Separate to the conversation of how to do what you want, is a conversation about the best way to do something similar. Pick a parent case, then neck it up and down for all the bullets you'd like to use, that gets you inside the performance envelope you want. Pick the action and magazine length that fits best. Tune a couple magazines for each cartridge individually, as each bullet is likely gonna want to be presented to the chamber a little differently. Then it really is change barrel, load magazines, shoot.
For example, you'd be hard pressed to find a better all around performing case than the 30-06 family. From 6mm-06, to 6.5-06, .270 Win, .280 AI, .338-06, and .35 Whelan, not to mention the granddaddy. If you want higher performance, go with the RUM family, so long as you don't mind the recoil, and the smaller overbore versions taking your lunch money in barrel life.
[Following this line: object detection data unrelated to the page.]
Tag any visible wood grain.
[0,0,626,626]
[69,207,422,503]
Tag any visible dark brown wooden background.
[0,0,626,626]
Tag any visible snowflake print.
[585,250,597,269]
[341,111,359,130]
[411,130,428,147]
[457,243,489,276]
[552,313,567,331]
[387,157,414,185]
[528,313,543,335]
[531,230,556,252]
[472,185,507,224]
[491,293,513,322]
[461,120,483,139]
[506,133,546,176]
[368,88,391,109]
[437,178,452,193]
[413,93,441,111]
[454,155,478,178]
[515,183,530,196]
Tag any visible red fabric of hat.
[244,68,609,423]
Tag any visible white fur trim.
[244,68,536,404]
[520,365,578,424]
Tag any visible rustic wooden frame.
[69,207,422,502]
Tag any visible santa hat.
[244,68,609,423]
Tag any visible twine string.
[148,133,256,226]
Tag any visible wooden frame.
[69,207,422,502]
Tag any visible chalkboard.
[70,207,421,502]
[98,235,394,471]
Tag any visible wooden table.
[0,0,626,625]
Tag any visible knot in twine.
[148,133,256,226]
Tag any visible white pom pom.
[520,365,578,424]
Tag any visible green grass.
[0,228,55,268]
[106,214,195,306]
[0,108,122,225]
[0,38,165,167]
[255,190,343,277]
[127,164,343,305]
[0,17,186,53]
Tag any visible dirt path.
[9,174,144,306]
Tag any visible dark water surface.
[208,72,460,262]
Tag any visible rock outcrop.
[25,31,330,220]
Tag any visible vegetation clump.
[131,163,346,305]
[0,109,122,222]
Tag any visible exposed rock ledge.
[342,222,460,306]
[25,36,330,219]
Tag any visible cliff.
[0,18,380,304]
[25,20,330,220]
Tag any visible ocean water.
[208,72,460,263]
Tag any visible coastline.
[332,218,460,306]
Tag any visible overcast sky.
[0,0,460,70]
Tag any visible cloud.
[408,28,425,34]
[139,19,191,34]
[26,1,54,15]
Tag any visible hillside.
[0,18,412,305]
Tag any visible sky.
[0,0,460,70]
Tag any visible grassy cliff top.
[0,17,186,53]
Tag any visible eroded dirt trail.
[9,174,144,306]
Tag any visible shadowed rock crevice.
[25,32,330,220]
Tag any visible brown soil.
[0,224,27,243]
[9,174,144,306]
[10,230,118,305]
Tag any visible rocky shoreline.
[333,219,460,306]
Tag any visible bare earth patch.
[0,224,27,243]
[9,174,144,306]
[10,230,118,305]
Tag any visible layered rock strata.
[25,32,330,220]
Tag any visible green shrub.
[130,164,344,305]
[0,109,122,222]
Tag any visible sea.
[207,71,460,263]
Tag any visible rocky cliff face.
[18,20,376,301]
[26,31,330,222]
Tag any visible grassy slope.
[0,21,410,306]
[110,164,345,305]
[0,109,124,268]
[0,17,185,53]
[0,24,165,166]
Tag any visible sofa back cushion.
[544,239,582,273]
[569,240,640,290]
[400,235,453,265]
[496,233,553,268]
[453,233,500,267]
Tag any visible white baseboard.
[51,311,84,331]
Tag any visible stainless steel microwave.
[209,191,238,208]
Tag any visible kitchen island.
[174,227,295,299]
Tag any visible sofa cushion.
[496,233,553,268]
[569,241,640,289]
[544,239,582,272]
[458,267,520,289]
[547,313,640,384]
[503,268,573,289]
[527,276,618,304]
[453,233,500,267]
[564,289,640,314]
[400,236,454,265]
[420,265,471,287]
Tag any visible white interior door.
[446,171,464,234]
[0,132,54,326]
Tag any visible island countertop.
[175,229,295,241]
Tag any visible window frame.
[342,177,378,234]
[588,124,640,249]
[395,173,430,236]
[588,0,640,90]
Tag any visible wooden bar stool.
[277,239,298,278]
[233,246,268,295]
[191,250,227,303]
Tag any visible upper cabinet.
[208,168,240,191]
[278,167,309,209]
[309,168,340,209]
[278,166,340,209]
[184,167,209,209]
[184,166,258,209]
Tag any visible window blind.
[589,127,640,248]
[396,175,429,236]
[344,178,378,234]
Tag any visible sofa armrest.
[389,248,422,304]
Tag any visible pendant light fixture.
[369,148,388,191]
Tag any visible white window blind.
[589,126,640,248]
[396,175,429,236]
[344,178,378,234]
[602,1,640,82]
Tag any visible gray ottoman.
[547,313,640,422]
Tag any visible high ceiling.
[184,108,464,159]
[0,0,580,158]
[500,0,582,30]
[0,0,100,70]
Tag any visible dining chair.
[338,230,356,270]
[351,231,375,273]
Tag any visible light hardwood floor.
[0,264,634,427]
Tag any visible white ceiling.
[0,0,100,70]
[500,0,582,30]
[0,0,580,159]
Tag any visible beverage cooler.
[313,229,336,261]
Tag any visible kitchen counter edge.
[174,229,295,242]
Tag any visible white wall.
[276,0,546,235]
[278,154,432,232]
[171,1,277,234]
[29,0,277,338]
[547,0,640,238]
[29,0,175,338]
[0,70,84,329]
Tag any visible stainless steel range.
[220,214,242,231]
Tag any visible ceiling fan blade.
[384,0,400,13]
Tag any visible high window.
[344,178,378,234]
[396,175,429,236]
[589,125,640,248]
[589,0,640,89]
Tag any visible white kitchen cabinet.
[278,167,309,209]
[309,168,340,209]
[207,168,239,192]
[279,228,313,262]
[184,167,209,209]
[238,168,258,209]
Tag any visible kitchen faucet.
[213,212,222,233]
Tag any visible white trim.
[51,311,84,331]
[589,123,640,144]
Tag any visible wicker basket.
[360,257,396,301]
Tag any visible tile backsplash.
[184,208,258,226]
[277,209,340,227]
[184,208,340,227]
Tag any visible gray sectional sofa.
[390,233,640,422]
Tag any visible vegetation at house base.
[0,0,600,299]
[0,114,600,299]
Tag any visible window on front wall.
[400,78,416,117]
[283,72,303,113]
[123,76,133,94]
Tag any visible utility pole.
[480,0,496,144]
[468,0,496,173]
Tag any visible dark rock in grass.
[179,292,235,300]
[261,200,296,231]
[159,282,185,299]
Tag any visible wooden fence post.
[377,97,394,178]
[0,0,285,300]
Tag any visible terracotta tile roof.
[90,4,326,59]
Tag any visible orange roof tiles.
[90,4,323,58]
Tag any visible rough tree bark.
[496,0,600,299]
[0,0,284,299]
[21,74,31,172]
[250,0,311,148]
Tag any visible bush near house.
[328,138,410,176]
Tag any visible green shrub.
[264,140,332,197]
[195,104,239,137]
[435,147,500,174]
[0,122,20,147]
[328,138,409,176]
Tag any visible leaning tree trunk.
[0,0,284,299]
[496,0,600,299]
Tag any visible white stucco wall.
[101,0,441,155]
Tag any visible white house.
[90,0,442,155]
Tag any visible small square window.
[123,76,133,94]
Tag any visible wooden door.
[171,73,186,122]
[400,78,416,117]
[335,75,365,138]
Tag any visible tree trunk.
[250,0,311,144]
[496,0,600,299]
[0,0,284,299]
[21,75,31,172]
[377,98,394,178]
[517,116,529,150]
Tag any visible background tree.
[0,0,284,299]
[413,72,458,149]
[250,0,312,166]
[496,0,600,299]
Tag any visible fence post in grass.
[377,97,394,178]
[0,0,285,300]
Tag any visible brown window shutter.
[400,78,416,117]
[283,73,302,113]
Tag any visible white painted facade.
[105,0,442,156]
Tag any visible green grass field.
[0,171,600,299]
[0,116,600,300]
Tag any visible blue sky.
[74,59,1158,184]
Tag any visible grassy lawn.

If it was me, I'd do 3 barrels, 6.5-06 at 26", throated for 142-147 grain class bullets, which will beat the pants off a 6.5PRC for straight performance 7 days a week, and twice on Sundays, a 30-06 with a Serengeti chamber, at 26-28", which knocks on the door of 300WM easily, and gives me access to a wide range of good bullet weights for lots of things, and a .35 Whelan at 20-22", for a shorter handier rifle when I want a gun to go hunt with.
Run the numbers for the cartridges you want, and think hard about what your overlap is. 6.5 Creed gives you most of the performance of 6.5 and 7 PRC, at least for paper targets, and it isn't til you get to the 300 that you're really into a different animal. Now, if you're talking 7-300 PRC, then you're into a totally different performance class than the aforementioned cartridges, and the only thing I mentioned that would be comparable would be the 7mm RUM.
This is all worth what you paid for it, but take it from a guy who's been down the road you're on and decided the juice isn't worth the squeeze in almost all cases.